Nexstar Media Group founder and CEO Perry Sook says the local TV giant is “making good progress” toward closing its proposed $6.2 billion acquisition of rival Tegna, with the deal expected to finalize on schedule by the second half of 2026. If completed, the merger would make Nexstar the standout leader in a transformed local broadcast sector, Sook acknowledged during the company’s third-quarter earnings call.
**A Transformative Deal for Local Broadcasting**
The combined Nexstar-Tegna entity would operate TV stations reaching 80% of U.S. households—well above the current federal ownership limit of 39% for a single company. When asked about the implications for the broader industry if the merger closes, Sook stated, “A good, strong industry needs to have good, strong companies comprising it. We think that we will be the poster company for not only what the future of the industry will look like, but also with the strength of our balance sheet, management team, financial profile, and the amount of local content that we deliver, as well as leading on innovation for the industry.”

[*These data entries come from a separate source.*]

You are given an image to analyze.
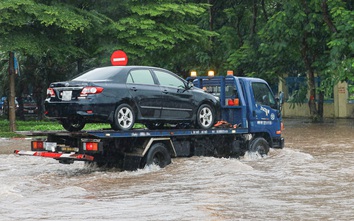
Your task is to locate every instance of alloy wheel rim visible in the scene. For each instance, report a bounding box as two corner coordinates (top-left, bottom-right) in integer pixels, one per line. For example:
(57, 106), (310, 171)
(118, 107), (133, 128)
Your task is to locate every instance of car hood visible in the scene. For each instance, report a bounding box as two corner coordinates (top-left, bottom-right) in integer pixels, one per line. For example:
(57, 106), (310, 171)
(49, 80), (109, 88)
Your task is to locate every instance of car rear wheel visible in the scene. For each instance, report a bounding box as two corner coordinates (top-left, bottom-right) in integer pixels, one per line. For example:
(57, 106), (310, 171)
(61, 118), (86, 132)
(112, 104), (135, 130)
(197, 104), (215, 129)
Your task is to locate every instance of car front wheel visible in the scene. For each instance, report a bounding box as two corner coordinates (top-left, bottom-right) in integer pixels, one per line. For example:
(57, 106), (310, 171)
(112, 104), (135, 130)
(197, 104), (215, 129)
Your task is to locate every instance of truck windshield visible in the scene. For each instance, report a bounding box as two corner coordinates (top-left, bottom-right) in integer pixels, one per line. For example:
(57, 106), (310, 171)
(252, 82), (277, 109)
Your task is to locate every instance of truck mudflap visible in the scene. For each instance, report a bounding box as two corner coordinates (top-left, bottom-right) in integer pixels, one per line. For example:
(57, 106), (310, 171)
(14, 150), (94, 163)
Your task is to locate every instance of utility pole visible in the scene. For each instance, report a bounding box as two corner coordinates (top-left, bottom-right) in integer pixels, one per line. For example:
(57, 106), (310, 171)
(8, 51), (16, 132)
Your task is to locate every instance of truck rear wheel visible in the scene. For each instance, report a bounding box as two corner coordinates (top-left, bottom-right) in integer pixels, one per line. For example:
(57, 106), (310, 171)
(145, 143), (171, 168)
(111, 104), (135, 130)
(249, 137), (269, 156)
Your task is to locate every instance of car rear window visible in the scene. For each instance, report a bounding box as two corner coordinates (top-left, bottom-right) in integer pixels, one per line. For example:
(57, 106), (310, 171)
(73, 67), (122, 81)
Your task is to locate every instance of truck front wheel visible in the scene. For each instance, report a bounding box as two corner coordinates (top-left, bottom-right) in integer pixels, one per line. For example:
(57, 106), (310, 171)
(249, 137), (269, 156)
(145, 143), (171, 168)
(196, 104), (215, 129)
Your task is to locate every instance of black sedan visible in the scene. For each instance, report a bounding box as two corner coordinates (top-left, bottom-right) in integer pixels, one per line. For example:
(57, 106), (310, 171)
(45, 66), (220, 131)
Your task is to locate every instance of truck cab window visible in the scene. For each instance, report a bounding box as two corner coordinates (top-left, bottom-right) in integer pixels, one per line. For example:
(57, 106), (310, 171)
(252, 82), (277, 109)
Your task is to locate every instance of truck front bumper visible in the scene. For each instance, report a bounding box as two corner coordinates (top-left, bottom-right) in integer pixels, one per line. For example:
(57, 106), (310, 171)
(273, 137), (285, 149)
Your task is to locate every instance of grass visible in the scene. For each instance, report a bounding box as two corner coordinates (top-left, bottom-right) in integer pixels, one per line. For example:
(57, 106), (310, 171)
(0, 118), (144, 138)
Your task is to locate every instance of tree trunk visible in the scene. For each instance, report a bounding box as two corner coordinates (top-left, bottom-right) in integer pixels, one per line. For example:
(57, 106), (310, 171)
(8, 51), (16, 132)
(307, 71), (318, 122)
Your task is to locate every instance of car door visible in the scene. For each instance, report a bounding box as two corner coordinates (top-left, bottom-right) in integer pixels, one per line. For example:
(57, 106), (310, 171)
(250, 82), (280, 134)
(154, 70), (193, 120)
(127, 68), (162, 119)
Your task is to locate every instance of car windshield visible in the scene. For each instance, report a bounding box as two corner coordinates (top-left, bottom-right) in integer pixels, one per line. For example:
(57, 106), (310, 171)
(72, 67), (122, 81)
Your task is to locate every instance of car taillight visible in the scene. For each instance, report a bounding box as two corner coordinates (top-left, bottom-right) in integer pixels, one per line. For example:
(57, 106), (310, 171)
(82, 142), (99, 151)
(80, 87), (103, 97)
(47, 88), (55, 97)
(31, 141), (44, 150)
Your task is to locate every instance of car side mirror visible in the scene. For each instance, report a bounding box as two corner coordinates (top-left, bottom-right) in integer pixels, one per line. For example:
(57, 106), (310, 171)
(186, 81), (194, 90)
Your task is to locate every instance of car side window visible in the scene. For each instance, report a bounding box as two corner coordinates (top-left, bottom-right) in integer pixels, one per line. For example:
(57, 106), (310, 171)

**Quarterly Results and Market Performance**
Nexstar’s comments came alongside the company’s report of quarterly results, which reflected the absence of political advertising compared to the same quarter in 2024. Revenue for the period ended September 30 totaled $1.2 billion, down 12% year-over-year. Earnings per share hit $2.14 on a diluted basis, down from $5.63 a year ago and falling short of Wall Street’s forecast of $4.51. Nexstar shares dropped 7% on the earnings news but remain up 15% year-to-date.
**Regulatory Outlook and Shareholder Vote**
“We’re making good progress on our path to closing,” Sook told analysts, adding that “the pieces are falling into place.” Tegna has filed its proxy statement outlining the financials, and a shareholder vote is scheduled for November 18. Nexstar, meanwhile, has submitted initial paperwork to regulatory agencies and remains actively engaged with officials.
Sook’s optimism is bolstered by last summer’s key U.S. Court of Appeals for the Eighth Circuit ruling, which vacated the so-called “top four” ban on owning multiple stations in a single market. The FCC is expected to revisit the current ownership cap in 2026, although it’s unclear whether the agency can unilaterally raise the limit without Congressional action.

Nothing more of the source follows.